Grand monsieur du pop-rock, Dean Wareham apporte un univers nouveau à la musique depuis la formation de son groupe initial Galaxie500 en 1987, puis Luna fondé en 2001, et enfin son duo Dean&Britta depuis 2003.
Wareham, diplômé de Harvard, est la perle nacrée du rock depuis 20 ans. 6 albums signés avec Galaxie500, 10 avec le groupe Luna, et 4 avec Britta, son patrimoine fourmille d'excellents disques, de chansons à sculpter dans le marbre.
Ses compositions sont un mélange de Lee Hazelwood et Nancy Sinatra, de Serge Gainsbourg et Jane Birkin; ses influences sont Yo La Tengo, Love, les Stones, Stooges et les Velvet Underground.
Il voue une profonde admiration pour le Velvet dont il fera la première partie lors de la tournée européenne de 1993 à la demande de Lou Reed, lui même fan du travail de Dean Wareham.

Petite bio pour les non-initiés:
Dean Wareham nait en Nouvelle-zélande, puis part vivre son enfance en Australie, enfin, ses parents emménagent à Manhattan lorsqu'il est adolescent. Il découvre la scène musicale en arpentant des endroits stratégiques comme le CBGB de New-York. C'est avec ses amis de Harvard, après les cours, qu'il joue du Velvet Underground et dans la foulée crée Galaxie500. Le label Rykodisc sortira dans les années 90 un coffret de tous les albums du groupe, avec des eps, des inédits.

Toujours aussi rock avec des nuances plus indie-pop, le groupe que Dean crée en 1991, Luna, aura le succés escompté. Les guitaristes sont Stanley Demeski des Feelies et Justin Harwood du groupe néo-zélandais The Chills. Le batteur de Mercury Rev, Jimmy Chambers, se joint à eux en 1992. Le groupe enregistre, d'abord Luna Park en 1992, part en tournée avec le Velvet Underground, sort Bewitched en 1994, Penthouse 1995 qui offre une magnifique reprise, Bonnie & Clyde de Gainsbourg , Pup Tent 1997, The Days of Our Nights 1999, puis en 2000 Dean met une annonce dans les journaux: "cherche chanteuse".

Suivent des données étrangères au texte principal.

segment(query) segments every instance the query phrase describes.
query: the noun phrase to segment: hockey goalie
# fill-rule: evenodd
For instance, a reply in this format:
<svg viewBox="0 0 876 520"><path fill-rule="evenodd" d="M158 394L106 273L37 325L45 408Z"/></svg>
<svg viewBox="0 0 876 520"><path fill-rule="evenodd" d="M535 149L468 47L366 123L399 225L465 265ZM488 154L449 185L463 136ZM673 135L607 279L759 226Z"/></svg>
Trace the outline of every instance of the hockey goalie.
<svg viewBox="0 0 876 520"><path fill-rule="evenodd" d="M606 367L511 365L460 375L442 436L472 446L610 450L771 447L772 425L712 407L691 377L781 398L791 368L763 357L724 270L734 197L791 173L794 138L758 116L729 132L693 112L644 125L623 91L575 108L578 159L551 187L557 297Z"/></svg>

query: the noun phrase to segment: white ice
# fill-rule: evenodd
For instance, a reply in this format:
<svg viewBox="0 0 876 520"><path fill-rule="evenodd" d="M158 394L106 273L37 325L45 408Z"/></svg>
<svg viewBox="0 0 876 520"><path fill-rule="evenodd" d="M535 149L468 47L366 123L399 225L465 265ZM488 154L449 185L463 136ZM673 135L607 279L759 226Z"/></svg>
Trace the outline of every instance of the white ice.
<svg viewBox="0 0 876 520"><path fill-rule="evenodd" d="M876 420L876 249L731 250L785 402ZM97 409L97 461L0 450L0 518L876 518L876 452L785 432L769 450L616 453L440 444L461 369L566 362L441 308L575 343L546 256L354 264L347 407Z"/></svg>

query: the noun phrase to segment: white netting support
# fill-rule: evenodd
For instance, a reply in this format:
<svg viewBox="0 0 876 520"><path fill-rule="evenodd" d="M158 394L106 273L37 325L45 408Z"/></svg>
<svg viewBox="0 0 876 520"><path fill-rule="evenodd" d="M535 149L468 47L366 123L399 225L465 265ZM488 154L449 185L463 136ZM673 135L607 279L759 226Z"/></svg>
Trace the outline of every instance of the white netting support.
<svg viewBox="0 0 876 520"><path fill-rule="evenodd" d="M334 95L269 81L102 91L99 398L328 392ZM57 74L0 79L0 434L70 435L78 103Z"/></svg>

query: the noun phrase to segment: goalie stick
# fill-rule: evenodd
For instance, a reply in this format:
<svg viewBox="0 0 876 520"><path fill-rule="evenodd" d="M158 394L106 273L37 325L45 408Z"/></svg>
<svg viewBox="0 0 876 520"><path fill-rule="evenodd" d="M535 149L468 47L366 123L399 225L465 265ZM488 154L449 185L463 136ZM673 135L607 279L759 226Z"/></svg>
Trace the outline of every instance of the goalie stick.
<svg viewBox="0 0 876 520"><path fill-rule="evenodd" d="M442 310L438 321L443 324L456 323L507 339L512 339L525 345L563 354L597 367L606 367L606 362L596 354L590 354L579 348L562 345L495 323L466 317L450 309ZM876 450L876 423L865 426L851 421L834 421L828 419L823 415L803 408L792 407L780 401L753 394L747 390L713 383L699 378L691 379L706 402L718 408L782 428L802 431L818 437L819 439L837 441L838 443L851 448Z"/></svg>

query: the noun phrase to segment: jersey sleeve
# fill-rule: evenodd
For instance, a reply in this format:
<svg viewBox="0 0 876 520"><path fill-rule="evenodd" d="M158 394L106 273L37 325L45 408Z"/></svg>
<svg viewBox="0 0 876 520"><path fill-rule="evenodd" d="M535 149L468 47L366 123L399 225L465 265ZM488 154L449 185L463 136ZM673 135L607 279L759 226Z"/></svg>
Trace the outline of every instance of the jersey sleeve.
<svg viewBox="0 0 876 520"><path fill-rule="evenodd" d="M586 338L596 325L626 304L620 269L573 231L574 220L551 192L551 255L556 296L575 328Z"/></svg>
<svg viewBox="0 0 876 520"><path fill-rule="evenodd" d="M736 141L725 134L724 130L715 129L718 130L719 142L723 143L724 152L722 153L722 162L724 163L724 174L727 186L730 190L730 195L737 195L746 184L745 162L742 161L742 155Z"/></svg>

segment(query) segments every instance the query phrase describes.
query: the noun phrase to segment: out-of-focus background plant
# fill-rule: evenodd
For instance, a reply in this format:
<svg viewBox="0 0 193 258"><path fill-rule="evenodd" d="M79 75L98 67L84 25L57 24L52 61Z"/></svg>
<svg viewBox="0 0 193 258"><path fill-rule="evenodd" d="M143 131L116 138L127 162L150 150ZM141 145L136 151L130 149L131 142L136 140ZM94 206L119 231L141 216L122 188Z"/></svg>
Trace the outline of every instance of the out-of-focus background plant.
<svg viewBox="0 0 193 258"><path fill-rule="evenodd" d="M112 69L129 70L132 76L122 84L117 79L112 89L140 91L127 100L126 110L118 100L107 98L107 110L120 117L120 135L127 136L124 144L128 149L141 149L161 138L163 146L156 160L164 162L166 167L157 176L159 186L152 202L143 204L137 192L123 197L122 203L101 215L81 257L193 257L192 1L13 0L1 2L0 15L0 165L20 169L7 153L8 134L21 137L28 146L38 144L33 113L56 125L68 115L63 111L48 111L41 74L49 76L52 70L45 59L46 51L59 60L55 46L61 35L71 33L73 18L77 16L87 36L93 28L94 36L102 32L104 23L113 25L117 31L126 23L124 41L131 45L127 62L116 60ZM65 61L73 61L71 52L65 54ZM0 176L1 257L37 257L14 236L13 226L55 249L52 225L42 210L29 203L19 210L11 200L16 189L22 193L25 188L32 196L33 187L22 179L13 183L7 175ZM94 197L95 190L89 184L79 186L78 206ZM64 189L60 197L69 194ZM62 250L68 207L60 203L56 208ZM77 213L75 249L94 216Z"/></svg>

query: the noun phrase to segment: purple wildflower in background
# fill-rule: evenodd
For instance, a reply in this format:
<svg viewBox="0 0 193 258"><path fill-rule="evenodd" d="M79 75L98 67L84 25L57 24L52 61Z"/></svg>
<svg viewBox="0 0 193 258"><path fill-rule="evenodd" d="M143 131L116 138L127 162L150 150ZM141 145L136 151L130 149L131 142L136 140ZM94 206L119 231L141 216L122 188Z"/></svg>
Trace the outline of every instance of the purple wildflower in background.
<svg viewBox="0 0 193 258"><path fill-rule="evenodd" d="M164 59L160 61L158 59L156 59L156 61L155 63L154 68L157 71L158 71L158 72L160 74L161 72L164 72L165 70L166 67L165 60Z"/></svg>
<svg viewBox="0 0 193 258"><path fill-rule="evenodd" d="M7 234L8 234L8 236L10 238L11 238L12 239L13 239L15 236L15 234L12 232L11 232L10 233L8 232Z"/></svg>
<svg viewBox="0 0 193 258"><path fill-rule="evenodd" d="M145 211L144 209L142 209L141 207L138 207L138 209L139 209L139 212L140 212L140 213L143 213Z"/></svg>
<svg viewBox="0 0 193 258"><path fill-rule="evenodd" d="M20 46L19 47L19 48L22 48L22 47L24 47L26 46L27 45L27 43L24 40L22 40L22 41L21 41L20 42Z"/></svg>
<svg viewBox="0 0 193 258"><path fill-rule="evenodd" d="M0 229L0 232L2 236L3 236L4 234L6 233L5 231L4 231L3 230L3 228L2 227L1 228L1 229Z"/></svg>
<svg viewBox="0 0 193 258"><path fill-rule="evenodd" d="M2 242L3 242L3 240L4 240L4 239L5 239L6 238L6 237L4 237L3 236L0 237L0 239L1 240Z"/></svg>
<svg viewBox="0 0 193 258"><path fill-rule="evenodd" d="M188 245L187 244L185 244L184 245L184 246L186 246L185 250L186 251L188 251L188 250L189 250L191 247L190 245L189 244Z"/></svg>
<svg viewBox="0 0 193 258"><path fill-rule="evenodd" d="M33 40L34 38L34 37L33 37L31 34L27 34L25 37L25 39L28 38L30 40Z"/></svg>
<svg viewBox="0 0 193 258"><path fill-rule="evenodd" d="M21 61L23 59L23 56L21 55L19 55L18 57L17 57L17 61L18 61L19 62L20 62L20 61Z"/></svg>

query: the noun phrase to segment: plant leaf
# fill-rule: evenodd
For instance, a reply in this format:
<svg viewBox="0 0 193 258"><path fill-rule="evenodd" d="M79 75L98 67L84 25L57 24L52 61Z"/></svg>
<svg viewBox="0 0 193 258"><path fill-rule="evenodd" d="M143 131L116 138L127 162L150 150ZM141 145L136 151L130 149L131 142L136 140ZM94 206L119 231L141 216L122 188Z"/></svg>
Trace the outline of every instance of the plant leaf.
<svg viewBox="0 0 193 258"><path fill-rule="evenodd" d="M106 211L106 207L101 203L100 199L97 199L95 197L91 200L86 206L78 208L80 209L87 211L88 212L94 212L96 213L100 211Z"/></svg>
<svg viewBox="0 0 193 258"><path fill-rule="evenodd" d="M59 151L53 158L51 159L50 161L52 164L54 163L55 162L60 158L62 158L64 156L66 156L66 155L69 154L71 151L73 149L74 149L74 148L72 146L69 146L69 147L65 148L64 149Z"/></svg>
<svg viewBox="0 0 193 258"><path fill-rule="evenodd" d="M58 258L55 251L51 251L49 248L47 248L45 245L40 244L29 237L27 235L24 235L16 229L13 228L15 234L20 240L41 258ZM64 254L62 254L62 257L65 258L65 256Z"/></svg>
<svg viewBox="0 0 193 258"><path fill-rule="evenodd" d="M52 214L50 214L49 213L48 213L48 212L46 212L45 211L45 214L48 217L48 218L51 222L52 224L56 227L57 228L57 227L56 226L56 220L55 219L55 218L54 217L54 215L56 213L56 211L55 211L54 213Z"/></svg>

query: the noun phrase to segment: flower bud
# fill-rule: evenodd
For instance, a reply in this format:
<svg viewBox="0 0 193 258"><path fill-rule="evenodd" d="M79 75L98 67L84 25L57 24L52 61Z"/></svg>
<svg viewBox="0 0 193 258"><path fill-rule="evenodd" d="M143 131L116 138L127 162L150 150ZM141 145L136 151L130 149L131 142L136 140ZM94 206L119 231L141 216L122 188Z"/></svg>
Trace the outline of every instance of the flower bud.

Britta Phillips passe l'audition et ne quittera plus Wareham. Britta est alors mariée avec Jody Porter des Fountains of Wayne, Dean est également marié. Les mariages explosent et le duo sur scène se marie. C'est dans ce romantisme ambiant qu'à la manière de Lee Hazelwood Dean écrit des odes à sa belle; ils les chantent ensemble via Luna et l'album Romantica de 2002, suivi du disque signé Dean & Britta, L'Avventura en 2003, dont la reprise de Madonna I deserve It et le titre Knives from Bavaria (clin d'oeil à Bonnie & Clyde), RendezVous avec Luna en 2004. Puis c'est la dissolution du groupe en 2005. Un album de reprises Lunafied en 2006 comprenant des covers de Gainsbourg, Blondie, Donovan, Velvet Underground, Michel Polnareff etc.. concluera l'oeuvre.

Dean Wareham et Britta Philipps, mariés, heureux, continuent leur belle aventure sous le nom de Dean & Britta évoquant plus que jamais le couple Lee Hazelwood & Nancy Sinatra, dont d'ailleurs ils feront une reprise, You Turn My Head Around. Leur histoire débouche sur un nouvel album en 2007, Back Numbers avec Tony Visconti ( proche de David Bowie) aux manettes. Ce disque est de toute beauté; les textes sont fabuleux, les compositions sont inspirées, le duo est formidablement assorti!
Vous pouvez retrouver tout le récit et la vie complète du "Aristorocker" comme le titrait le New-York Magazine, des anecdotes sur ses groupes, dans la biographie qu'il vient d'écrire (publication chez Penguin Press en mars 2008), Black Postcards.
Dean Wareham, agé de 45 ans, est un artiste à découvrir absolument.